When you fret the strings right you'll know it and then you can move on to the next chord. Really want to abuse yourself, learn notes on stainless steel strings.

Posted by: The Spud King on February 20, 2005 02:32 AM

I have to agree with The Spud King. For years I wimped out with .008 and ..009 sets, and kept wondering why I wasn't getting that big sound I liked. I saw an interview with Townshend where he said he used heavy strings, .012s or .013s, and I decided to try them (.012s). I got the sound....

Of course, one thing you could try if you go to heavier strings is to use flatwounds. Pyramid flatwounds are very cool (same kind of strings the Beatles used back in the day) but heavy bending, fuhgeddaboutit...

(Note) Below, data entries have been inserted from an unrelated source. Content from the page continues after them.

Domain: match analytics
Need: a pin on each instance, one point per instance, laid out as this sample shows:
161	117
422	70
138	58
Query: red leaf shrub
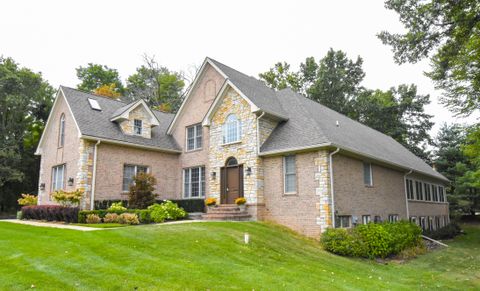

Posted by: The Proprietor on February 20, 2005 10:21 PM

Hey John,

Playing bass hurts at least twice as much as playing six string. The strings are much thicker and rougher. Plus the fretboard is wider and longer. The result is that you have to use more pressure, causing major cramping and more fingertip pain. Plus, if you play with your fingers, you'll get blisters on your picking hand, too. I've been playing guitar for about 4 years or so and just recently started playing bass. Hurts like a bastard.

Posted by: josh on April 18, 2005 08:17 PM

hey, i started out on bass and went to guitar. when i switched over i had no problems with guitar playing related blisters, however from playing bass i get blisters on my plucking fingers every now and then, if i don't practice enough, then do alot of playing. i've got callouses on my plucking fingers and fingering fingers. some major problems with going from guitar to bass seem to be plucking, and for bass to guitar seem to be chords/getting your fingers down without covering the wrong strings (i have large fingers and a deformed left ring finger which was crushed by a rock once, so its wider than normal, other people might have other problems). what i would do is just let your blisters stay as long as possible. it may hurt alot, but if you cant take it then use a pick if you need to, or you could put tape on your fingers (not too good for the strings). after that, let your blisters either dissappear or pop on their own, and if they do pop dont pull the skin off because it will turn into hard skin, which will protect the raw skin underneath until its thick/strong enough to use.

Posted by: John on May 7, 2005 04:57 AM

let me just say bass kills and ots yer f.in fingers away

Posted by: jamie on January 20, 2006 09:28 AM

i have found a cure to getting blisters and casasis(cant spell) on your fingers when playing guitar/bass if u put a dab of superglue on your fingers ( i no this may sound stupid but trust me) it works i do it every time we gig because i tend to play a lot harder live and it deff works

Posted by: Rupert on August 9, 2007 03:24 PM

i've just started playing the guitar.. been like 3 weeks.. my fingers hurt a little yeah..but they're becoming stronger..
As funny as this may sound.. i like "torturing" myself just to play the guitar etc :) it feels good.. but i guess you're all gonna think im some weirdo :P

Posted by: mysterious on July 26, 2008 10:48 AM

Try the super glue that Rupert sugested, it works really good. I was just jammin with some friends and my fingers were hurtin like a biz-nitch so I put a little bit of superglue on it, waited like 30 seconds and then my finger didnt hurt at all.